LOAD DATA|V4.1.0|OceanBase Database| docs|Distributed Database

LOAD DATA

Last Updated：2025-12-05 03:43:26 Updated

Description

The statement is used to import data from an external source.

In OceanBase Database, the LOAD DATA statement can load input files from OceanBase Database and Alibaba Cloud OSS, where the files are stored on OBServer nodes.

Note

The current version of OceanBase Database does not support using the LOCAL INFILE syntax to load data files.
Tables with triggers are not supported.

The LOAD DATA statement can currently import text files in CSV format.

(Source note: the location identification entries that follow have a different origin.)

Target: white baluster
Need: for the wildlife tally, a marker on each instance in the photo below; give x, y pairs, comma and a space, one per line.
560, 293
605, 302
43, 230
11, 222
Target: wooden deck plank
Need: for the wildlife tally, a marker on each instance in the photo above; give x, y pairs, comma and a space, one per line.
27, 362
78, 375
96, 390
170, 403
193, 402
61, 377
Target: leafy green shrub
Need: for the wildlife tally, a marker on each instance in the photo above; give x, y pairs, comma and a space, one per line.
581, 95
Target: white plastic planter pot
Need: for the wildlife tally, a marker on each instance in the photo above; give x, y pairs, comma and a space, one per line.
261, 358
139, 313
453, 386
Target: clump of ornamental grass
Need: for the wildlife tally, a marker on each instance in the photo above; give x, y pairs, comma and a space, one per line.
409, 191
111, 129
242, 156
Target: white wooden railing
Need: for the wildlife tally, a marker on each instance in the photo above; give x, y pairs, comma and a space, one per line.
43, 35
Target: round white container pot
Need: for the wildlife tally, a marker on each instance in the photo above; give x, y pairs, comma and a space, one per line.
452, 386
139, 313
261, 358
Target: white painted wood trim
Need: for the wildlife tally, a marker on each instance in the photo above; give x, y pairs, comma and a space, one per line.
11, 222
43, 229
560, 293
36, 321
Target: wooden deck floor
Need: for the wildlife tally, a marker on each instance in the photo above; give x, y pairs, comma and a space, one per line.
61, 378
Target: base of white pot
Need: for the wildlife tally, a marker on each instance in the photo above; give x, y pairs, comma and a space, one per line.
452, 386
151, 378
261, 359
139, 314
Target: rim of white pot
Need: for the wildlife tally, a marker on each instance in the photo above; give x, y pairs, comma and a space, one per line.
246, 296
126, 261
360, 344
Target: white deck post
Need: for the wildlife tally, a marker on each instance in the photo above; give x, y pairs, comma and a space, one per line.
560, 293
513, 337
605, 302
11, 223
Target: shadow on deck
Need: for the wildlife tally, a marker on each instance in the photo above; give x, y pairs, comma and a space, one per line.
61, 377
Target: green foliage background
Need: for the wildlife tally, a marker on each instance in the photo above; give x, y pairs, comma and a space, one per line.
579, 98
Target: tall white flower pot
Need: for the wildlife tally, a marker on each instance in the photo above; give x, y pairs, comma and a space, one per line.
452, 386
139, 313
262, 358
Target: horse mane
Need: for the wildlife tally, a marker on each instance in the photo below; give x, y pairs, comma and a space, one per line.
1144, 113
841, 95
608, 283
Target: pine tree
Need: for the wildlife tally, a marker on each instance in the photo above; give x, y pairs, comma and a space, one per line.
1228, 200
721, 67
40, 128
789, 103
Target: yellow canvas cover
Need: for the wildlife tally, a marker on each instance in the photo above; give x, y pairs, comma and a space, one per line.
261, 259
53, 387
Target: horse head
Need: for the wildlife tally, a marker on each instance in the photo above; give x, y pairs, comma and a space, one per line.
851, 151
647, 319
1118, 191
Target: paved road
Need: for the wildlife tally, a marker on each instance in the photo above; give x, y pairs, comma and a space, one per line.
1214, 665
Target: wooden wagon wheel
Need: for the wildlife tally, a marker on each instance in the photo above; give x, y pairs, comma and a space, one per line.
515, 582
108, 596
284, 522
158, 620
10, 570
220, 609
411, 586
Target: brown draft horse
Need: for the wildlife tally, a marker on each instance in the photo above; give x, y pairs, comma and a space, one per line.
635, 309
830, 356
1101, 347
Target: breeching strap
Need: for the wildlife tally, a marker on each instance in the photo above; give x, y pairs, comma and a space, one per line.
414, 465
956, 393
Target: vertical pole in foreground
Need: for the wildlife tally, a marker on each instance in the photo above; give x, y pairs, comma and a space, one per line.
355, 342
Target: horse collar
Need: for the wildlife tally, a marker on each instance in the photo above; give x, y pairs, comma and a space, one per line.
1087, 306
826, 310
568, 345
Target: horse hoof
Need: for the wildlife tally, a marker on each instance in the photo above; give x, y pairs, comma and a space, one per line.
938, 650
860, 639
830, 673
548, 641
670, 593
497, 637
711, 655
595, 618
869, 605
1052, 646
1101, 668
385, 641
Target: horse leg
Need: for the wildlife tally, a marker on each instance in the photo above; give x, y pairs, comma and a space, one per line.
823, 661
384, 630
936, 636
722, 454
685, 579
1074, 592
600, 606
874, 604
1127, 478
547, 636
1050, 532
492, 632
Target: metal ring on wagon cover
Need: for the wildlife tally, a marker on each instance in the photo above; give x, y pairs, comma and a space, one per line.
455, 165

The entire import process consists of the following steps:

Parse the file: OceanBase Database reads data from the file based on the file name specified by the user and parses the data in the file in parallel or serially based on the specified degree of parallelism.
Distribute data: As OceanBase Database is a distributed database, data in partitions can be distributed across OBServer nodes. The LOAD DATA statement calculates the destination OBServer node for each data record parsed from the input file.
Insert data: Once a data record reaches its destination OBServer node, the node executes an INSERT statement to insert the record into the corresponding partition.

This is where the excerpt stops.